We call the remarkable whales cetaceans because they are classified in the Family Cetacea. They are grouped as toothed whales and baleen whales. The toothed group includes several giants, plus the smaller dolphins and porpoises. The baleen group includes the humpback and finner whales, the right whale and the blue whale. The baleens are all giants and the enormous blue whale is the largest animal that ever lived in our planet.

Scientists tell us that the remote cetacean ancestors lived on land and returned to live in the sea, long ages ago. There they remained warm blooded mammals and kept their air breathing lungs. But their bodies became streamlined to slide through the water and their limbs were remodeled for swimming. Perhaps the ancestors of the baleen types had ordinary tusky teeth that gradually changed to cope with the special food they sifted from the sea. The toothed whales have rather simple cone shaped teeth on both jaws or on only the lower jaw. They are fine for grabbing squid and shellfish, seals and fishes. The meaty food is gulped down without any chewing.
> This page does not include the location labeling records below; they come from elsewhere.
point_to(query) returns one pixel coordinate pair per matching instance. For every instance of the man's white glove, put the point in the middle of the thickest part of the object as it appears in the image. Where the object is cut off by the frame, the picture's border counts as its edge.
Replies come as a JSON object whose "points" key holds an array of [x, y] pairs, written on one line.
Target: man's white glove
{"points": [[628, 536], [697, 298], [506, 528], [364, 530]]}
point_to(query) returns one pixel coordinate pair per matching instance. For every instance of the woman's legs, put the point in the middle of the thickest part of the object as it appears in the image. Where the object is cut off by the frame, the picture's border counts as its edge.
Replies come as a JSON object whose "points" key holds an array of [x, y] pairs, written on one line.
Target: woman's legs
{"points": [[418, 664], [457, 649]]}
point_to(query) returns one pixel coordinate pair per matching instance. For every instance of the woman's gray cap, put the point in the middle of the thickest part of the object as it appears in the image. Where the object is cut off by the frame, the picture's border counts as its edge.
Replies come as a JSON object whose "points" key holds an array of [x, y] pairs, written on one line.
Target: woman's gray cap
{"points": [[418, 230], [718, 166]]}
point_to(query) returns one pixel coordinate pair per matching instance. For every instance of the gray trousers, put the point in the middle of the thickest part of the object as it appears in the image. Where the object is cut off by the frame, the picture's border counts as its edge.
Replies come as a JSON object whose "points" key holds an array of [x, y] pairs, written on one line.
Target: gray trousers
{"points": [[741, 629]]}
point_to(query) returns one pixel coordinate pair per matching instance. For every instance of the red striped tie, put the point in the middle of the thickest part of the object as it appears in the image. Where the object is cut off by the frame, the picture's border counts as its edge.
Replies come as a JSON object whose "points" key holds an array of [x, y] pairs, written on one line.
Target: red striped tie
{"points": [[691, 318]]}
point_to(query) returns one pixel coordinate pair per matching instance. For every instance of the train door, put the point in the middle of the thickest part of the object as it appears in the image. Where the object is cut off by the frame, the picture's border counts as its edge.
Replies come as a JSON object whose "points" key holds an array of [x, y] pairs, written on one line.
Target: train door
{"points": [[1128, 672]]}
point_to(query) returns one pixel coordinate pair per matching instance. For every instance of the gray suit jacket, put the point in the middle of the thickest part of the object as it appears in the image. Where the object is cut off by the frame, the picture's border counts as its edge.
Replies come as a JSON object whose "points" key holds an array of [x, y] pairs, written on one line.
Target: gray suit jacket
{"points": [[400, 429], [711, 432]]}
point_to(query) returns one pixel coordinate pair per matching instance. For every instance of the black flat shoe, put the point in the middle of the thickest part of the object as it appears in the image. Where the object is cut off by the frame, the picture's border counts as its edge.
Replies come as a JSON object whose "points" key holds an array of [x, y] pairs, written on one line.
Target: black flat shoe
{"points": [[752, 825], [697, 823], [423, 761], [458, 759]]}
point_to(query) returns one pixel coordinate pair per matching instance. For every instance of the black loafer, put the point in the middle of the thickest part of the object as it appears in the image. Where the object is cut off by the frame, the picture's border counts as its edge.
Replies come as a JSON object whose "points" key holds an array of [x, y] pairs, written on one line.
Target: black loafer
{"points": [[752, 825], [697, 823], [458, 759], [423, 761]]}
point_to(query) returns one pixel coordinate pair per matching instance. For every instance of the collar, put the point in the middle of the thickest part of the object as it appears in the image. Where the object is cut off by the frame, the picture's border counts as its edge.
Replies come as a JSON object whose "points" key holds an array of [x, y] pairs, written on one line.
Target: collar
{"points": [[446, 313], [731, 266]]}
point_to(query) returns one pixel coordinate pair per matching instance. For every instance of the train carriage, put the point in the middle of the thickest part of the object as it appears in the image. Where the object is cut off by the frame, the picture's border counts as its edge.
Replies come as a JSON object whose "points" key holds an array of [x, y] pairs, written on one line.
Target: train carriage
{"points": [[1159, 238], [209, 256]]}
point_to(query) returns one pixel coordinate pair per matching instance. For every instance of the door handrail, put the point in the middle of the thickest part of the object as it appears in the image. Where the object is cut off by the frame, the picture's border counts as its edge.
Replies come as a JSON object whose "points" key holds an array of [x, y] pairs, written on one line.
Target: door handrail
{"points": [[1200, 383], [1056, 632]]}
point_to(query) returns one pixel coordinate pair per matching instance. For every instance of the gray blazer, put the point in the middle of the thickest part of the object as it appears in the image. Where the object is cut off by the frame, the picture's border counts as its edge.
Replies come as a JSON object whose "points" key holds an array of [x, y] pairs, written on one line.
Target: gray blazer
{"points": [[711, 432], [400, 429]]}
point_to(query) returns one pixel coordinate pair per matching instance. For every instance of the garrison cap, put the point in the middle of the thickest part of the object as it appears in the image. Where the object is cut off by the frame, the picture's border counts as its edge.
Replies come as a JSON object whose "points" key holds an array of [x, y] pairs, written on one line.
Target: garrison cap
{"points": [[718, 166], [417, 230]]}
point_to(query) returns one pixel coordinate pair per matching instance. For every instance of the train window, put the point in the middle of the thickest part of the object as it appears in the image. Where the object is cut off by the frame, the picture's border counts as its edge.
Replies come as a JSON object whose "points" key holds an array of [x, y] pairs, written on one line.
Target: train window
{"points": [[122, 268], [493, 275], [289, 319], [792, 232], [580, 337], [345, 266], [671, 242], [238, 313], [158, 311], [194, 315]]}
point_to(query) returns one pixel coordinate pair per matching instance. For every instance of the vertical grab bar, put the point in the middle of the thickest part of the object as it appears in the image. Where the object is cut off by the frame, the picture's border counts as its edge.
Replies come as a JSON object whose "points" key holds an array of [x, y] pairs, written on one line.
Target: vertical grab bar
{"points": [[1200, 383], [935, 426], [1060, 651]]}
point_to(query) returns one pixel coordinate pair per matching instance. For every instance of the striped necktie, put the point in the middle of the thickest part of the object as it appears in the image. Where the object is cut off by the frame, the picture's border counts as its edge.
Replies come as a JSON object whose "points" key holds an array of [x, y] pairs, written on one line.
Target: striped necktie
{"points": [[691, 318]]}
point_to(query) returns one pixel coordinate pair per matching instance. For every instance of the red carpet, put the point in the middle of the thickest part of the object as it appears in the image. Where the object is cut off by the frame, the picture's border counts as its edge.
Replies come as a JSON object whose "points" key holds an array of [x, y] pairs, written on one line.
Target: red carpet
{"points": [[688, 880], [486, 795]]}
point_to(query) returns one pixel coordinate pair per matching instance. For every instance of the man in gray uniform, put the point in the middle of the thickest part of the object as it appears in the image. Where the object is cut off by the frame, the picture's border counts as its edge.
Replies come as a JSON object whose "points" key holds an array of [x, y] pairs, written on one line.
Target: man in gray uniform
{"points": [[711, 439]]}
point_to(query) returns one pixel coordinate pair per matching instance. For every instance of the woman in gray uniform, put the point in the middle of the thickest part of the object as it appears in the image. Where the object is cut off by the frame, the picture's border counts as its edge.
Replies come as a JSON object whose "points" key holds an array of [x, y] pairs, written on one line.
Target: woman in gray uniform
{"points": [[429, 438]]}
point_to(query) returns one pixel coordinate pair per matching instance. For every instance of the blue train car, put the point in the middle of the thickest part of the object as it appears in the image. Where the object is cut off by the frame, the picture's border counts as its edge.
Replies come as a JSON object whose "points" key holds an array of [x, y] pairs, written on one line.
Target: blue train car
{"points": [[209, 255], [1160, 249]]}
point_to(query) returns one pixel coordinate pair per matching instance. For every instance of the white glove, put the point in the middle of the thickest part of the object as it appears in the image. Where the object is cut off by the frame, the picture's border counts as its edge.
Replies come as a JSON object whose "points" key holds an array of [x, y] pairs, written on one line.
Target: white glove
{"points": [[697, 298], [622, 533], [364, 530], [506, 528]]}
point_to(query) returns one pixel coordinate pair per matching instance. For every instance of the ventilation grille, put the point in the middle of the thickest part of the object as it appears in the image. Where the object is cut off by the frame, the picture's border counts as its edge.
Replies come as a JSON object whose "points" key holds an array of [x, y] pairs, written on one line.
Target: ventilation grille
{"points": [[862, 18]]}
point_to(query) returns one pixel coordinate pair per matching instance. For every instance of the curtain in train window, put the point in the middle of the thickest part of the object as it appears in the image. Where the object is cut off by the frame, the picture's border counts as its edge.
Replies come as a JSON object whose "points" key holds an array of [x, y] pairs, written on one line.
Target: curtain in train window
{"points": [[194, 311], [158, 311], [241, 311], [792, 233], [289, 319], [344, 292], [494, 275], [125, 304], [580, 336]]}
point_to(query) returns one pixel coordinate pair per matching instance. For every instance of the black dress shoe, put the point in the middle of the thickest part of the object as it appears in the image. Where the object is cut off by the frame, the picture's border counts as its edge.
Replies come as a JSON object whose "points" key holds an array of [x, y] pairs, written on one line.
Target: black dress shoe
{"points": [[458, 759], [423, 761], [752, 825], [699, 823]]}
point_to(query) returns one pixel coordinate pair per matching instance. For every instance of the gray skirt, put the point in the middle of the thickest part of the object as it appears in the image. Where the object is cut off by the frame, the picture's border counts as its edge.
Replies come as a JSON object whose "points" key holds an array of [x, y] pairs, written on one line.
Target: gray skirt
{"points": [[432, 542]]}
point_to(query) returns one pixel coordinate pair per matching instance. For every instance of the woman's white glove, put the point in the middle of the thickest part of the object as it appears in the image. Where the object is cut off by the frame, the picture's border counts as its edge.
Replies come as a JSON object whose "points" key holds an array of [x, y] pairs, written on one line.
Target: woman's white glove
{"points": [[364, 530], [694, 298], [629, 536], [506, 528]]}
The baleen tooth substitute is called whalebone, though it is not bony material. It is somewhat like the strips of pliable plastic used to stiffen shirt collars. At one time, this so called whalebone was used to stiffen corsets and such and some people still use it to stiffen fans. It hangs in long strips like a double row of curtains from the roof of a baleen whale's enormous mouth. When his mouth is closed, the pliable strips bend back above his enormous tongue.

The whale's baleen and tongue work together to fill his tummy with a ton or so of plankton. This floating seafood salad of tiny plants and animals is his only food. As he swims along, he opens up to let in a flood of plankton rich sea water. As he closes his jaws, his tongue pushes the water through his baleen curtains and the strips sifts out the fragments of food. Actually, he uses his dentures as a soup strainer.

Most of the baleen whales are on the list of endangered species, likely to become extinct in the not too distant future. The gentle giants have few enemies in the sea but they have been senselessly slaughtered by man, mainly for their oily blubber. The great blue whale may be 100 feet long and weigh 100 tons. Yet whalers have destroyed almost all of them. Some ecologists think that there are not enough of them left to find mates and have children.